Fuck Andrew Lloyd Webber

Andrew Lloyd Webber is a terrorist. 

He’s preternaturally gifted at composing shameless ear-worms that terrorize my crania millennia after walking out of the theater, when all I want is to escape and erase the memory of his grating concoctions.

Case in point, here’s a day-by-day breakdown of my week since seeing his Cinderella:

Me, immediately after the show: “Well, that fucking sucked! The end of time will be too soon to hear that rancid score again.”

Me, the next day: “Why are these shitty melodies still stuck in my head?”

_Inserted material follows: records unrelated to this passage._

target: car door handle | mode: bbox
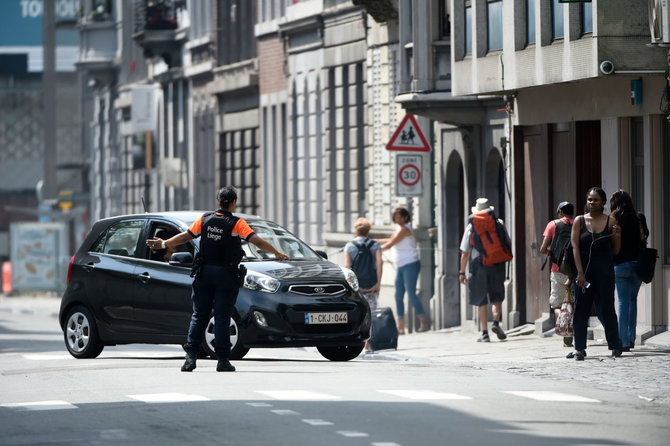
[137,272,151,283]
[83,262,95,272]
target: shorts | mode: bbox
[468,259,505,307]
[549,271,569,309]
[361,289,379,311]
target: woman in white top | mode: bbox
[380,206,428,333]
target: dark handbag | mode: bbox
[555,288,574,337]
[636,246,658,284]
[557,242,574,277]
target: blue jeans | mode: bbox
[615,261,642,348]
[394,260,424,319]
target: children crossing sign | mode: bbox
[386,114,431,152]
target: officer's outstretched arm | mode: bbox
[147,231,194,250]
[248,234,289,261]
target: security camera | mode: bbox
[600,60,614,75]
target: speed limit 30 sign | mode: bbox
[396,154,423,197]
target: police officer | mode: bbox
[146,186,288,372]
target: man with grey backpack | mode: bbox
[344,218,383,311]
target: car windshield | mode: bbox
[242,220,319,261]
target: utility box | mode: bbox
[10,222,69,293]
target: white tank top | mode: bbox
[392,223,420,267]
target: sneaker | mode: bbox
[181,353,197,372]
[477,332,490,342]
[491,324,507,340]
[216,359,236,372]
[563,336,573,347]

The next: “And why can’t I stop humming them?”

24 hours later: “……….maybe if I revisit the songs, then they’ll get unstuck…………?”

24 hours after that: “This album is such trash…just one more spin and I should be free of its cognitive tyranny.”

My companion, yesterday: “Why do you keep playing this trite if you actually loathe it as much as you claim?”

Me, today: “I. AM. BAD. CINDERELLAAAAAAAAA!!!”

If you clicked on that hyperlink, then apologies for ruining your foreseeable future.

So, yeah. Andrew Lloyd Webber is a menace to theatrical society.

But as long as we idiots keep buying his tickets sight unseen, then I guess he’s a necessary (d)evil for the industry’s financial well-being.

But what about the well-being of my sanity, Andrew?